Book Review: The Companion of Lady Holmeshire by Debra Brown

A baby girl was found in a basket on Squire Carrington's doorstep. She was raised and sent to work as a servant girl for The Countess of Holmeshire. The widowed and unconventional Countess chose Miss Emma Carrington as a companion and sent her off for finishing with the goal of dragging her along into genteel Victorian society. What sort of reception would she have at tea and dinners? The young Earl of Holmeshire was engaged by arrangement to a lovely London lady, but their relationship was difficult. Could they work it out? Even the tribulations and banned romances of the servants downstairs play into the story as we follow Emma from a stone fortress to a Victorian village and then into fabulous London mansions. Great surprises unfold at a Midsummer Night's Dream Ball which help to solve mysteries that have gradually developed. You are invited to predict the great revelation of the last few pages! 

Synopsis courtesy of

My Review

3 Stars

The Companion of Lady Holmeshire, the debut novel by author Debra Brown, is a charming tale set in England during the early years of Queen Victoria's reign.  The novel centres around Emma Carrington, a young woman of unknown parentage who, after serving within the Holmeshire household for several years, is sent away to be educated and returns to assume the position of companion to Lady Holmeshire.    

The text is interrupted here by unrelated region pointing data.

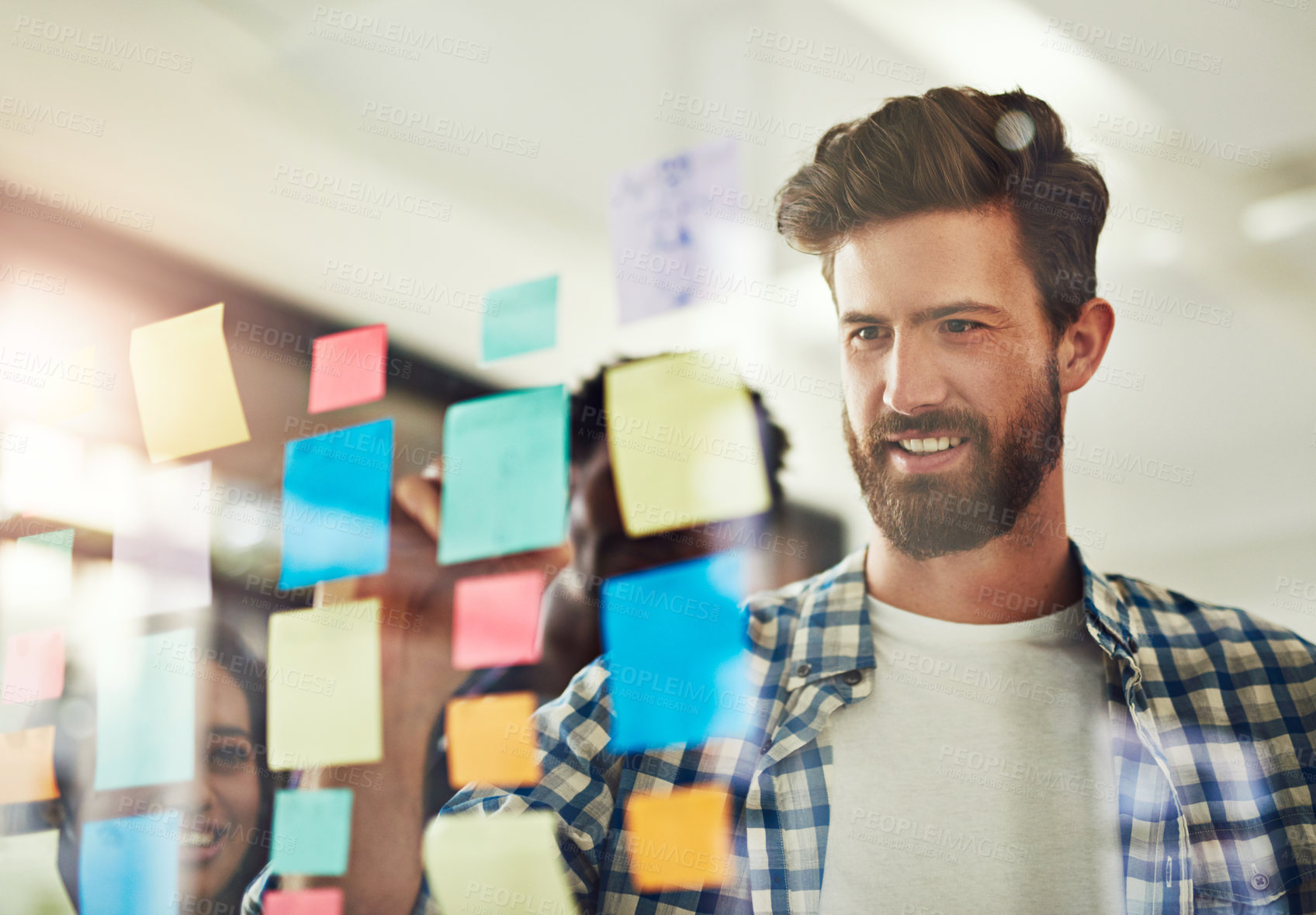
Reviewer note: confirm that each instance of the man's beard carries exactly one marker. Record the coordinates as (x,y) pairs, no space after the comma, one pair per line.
(935,514)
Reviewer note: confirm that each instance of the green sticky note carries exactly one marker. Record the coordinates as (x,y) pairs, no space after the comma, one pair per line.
(504,474)
(497,865)
(312,832)
(147,710)
(521,319)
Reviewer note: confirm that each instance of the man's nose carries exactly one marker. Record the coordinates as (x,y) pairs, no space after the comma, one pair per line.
(913,380)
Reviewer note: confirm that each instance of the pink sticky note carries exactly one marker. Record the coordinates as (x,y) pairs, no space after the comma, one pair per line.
(34,667)
(324,901)
(497,620)
(348,369)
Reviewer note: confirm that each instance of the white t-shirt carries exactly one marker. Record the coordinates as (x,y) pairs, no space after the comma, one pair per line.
(978,776)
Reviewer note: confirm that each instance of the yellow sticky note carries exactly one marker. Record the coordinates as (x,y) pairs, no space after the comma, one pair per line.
(678,840)
(497,865)
(490,740)
(28,763)
(684,445)
(185,393)
(324,688)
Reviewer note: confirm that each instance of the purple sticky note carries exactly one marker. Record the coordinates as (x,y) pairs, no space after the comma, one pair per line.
(675,234)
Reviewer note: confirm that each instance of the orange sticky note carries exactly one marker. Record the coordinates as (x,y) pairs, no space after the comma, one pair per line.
(679,840)
(34,667)
(490,740)
(348,369)
(497,620)
(28,763)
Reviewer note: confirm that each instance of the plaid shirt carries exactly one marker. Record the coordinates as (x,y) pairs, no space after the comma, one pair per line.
(1212,719)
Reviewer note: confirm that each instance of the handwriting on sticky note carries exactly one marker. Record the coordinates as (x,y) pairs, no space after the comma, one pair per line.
(675,234)
(185,393)
(510,490)
(324,686)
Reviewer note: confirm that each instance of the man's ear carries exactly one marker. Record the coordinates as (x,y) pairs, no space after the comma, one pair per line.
(1083,345)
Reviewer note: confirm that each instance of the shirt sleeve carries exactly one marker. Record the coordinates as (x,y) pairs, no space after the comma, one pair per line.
(580,780)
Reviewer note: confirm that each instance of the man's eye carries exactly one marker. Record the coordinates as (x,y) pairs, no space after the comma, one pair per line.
(960,325)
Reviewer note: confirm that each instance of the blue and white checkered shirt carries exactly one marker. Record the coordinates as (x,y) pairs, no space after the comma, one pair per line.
(1212,719)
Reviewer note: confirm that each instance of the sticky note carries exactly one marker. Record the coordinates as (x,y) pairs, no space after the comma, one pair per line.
(678,840)
(324,688)
(490,740)
(71,391)
(348,369)
(185,393)
(497,619)
(162,540)
(34,667)
(37,572)
(323,901)
(684,445)
(497,865)
(30,875)
(147,710)
(130,867)
(507,489)
(675,648)
(336,504)
(28,763)
(675,230)
(312,831)
(521,319)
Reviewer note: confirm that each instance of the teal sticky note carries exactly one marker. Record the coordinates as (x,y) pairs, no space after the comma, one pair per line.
(312,831)
(130,867)
(504,474)
(147,710)
(521,319)
(336,503)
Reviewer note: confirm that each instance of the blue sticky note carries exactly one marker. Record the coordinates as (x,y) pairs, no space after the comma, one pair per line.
(336,503)
(147,710)
(675,648)
(504,474)
(130,867)
(312,831)
(521,319)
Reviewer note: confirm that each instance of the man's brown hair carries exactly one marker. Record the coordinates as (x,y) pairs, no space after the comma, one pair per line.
(957,149)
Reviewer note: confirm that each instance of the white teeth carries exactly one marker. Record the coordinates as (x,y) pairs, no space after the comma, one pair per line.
(196,839)
(926,445)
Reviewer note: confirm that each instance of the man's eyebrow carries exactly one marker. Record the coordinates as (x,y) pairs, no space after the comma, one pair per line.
(229,731)
(936,312)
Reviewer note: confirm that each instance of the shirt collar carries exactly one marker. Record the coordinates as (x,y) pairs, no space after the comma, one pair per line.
(833,633)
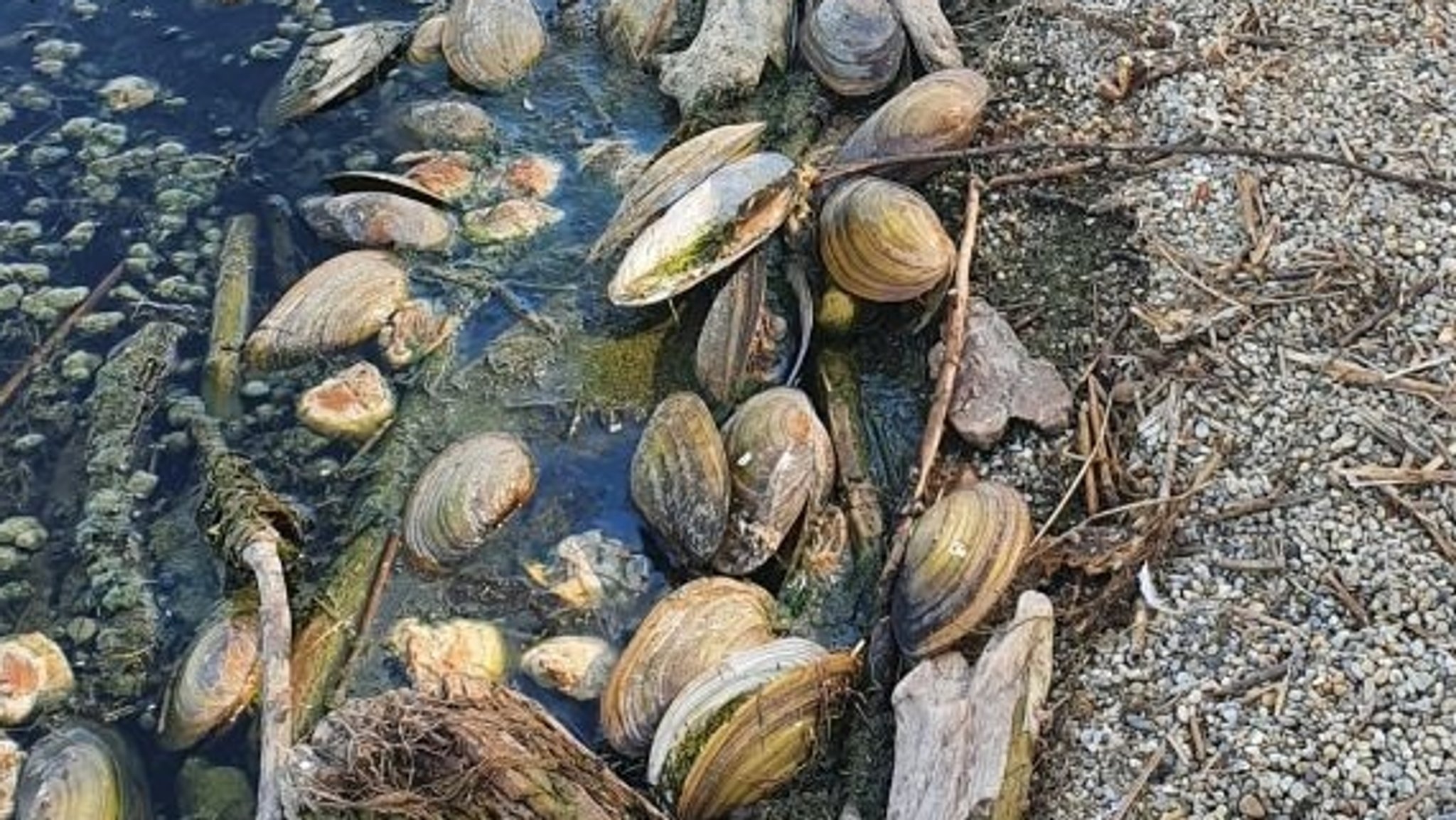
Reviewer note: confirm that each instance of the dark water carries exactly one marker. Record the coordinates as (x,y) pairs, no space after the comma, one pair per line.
(208,104)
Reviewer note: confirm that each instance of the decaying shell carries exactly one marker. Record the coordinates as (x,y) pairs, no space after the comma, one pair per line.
(493,43)
(742,346)
(465,494)
(577,666)
(686,632)
(218,678)
(680,479)
(338,305)
(453,656)
(711,228)
(762,740)
(781,459)
(82,772)
(938,112)
(673,175)
(960,558)
(883,242)
(34,676)
(378,219)
(715,688)
(334,62)
(855,47)
(353,404)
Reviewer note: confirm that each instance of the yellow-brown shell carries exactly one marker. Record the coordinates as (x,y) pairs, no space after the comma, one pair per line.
(338,305)
(465,494)
(960,558)
(490,44)
(685,634)
(216,681)
(883,242)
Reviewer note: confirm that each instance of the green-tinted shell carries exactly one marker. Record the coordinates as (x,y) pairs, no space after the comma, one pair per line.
(680,479)
(216,681)
(960,558)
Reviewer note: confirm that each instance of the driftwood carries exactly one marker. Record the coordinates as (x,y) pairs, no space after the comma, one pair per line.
(1001,380)
(222,375)
(127,390)
(725,58)
(931,33)
(488,753)
(964,738)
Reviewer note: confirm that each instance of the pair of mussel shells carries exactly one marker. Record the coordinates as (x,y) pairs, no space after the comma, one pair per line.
(725,500)
(724,711)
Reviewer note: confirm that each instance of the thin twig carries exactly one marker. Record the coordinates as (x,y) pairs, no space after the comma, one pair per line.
(1179,149)
(47,348)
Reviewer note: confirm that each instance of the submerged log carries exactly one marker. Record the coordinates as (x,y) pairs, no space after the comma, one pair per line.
(964,738)
(119,590)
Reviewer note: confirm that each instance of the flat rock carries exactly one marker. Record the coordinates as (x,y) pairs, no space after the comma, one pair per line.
(1001,380)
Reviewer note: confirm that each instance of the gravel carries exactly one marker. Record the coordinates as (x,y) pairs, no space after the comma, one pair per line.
(1305,663)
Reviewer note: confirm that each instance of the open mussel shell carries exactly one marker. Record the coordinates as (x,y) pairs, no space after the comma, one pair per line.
(762,740)
(779,461)
(680,479)
(338,305)
(82,772)
(960,558)
(938,112)
(672,175)
(854,46)
(378,219)
(218,678)
(685,634)
(711,228)
(883,242)
(490,44)
(334,62)
(715,688)
(465,494)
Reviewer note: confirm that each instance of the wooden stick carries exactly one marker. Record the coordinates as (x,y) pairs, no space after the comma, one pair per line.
(1175,149)
(47,348)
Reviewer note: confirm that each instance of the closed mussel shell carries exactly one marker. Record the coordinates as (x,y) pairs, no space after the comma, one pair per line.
(938,112)
(493,43)
(779,461)
(338,305)
(218,678)
(465,494)
(685,634)
(854,46)
(883,242)
(765,739)
(960,558)
(82,772)
(680,479)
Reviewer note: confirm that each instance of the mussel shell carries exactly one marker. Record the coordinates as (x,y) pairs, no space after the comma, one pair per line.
(855,47)
(493,43)
(336,307)
(685,634)
(779,461)
(218,678)
(82,772)
(938,112)
(960,558)
(736,676)
(334,62)
(883,242)
(680,479)
(710,229)
(766,739)
(378,219)
(465,494)
(672,175)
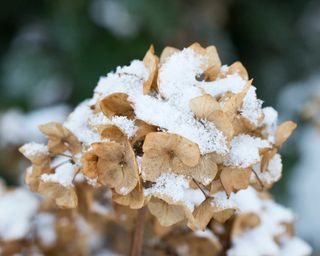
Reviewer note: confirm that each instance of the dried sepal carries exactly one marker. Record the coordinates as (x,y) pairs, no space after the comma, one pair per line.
(211,66)
(283,132)
(238,68)
(151,62)
(266,157)
(208,108)
(207,210)
(234,179)
(113,164)
(167,214)
(64,197)
(60,139)
(113,133)
(234,103)
(243,223)
(135,199)
(117,104)
(206,170)
(165,152)
(166,53)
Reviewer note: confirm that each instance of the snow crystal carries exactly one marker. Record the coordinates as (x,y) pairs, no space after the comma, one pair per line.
(251,107)
(45,228)
(270,123)
(245,150)
(35,149)
(17,127)
(176,187)
(78,124)
(126,125)
(17,209)
(273,172)
(63,175)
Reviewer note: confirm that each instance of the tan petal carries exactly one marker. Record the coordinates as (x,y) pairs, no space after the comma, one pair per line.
(113,133)
(238,68)
(151,61)
(234,179)
(135,199)
(64,197)
(283,132)
(232,106)
(117,104)
(266,157)
(165,152)
(166,214)
(60,138)
(243,223)
(166,53)
(206,170)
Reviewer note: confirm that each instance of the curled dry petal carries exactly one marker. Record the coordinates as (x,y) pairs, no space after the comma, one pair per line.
(114,165)
(135,199)
(117,104)
(234,179)
(207,107)
(151,61)
(244,222)
(167,214)
(206,170)
(283,132)
(60,138)
(113,133)
(212,65)
(165,152)
(238,68)
(64,197)
(208,210)
(166,53)
(232,106)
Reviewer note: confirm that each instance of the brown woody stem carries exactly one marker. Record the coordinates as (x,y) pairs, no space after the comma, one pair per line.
(137,240)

Overall, I enjoyed this first effort from Debra Brown.  The author's writing style and attention to period detail successfully take the reader back to early Victorian England.   The main characters are endearing, leaving the reader rooting for their happiness.  Nevertheless, I can't help but feel this novel tried to do a little too much.  While Emma's life as companion to Lady Holmeshire serves as the principal focus, the novel also contains several secondary plot lines.  These include the arranged engagement of the Earl of Holmeshire and Lady Genevieve, an engagement neither party is particularly enthusiastic about, as well as the Earl's efforts to improve the conditions of England's poor.  There is also a story line related to the budding romance between Emma's maid and a footman from another high society home, as well as a possible romance for Emma herself with a well-respected barrister -- although it seems Emma's heart lies elsewhere.   Lastly, there is an element of mystery threaded throughout the narrative, a mystery that for most of the book has seemingly little to do with Emma.  While I found most of the secondary plot lines entertaining, a couple of them -- particularly the romance between the lady's maid and the footman -- were of little benefit to the advancement of the novel's principle plot line and served only to detract from it.   Notwithstanding my feelings that this book had a little too much going on, I do think the author did a good job of tying everything together in the end.  This ultimately left me satisfied with the novel.

The Companion of Lady Holmeshire should appeal to readers looking for lighter fare that harkens back to days gone by, especially those with a penchant for Jane Austen-type spin-offs or Georgette Heyer Regency romances. 

Disclosure: The author of this novel kindly provided me with an e-copy for review.  This is no way influenced my opinion of the book.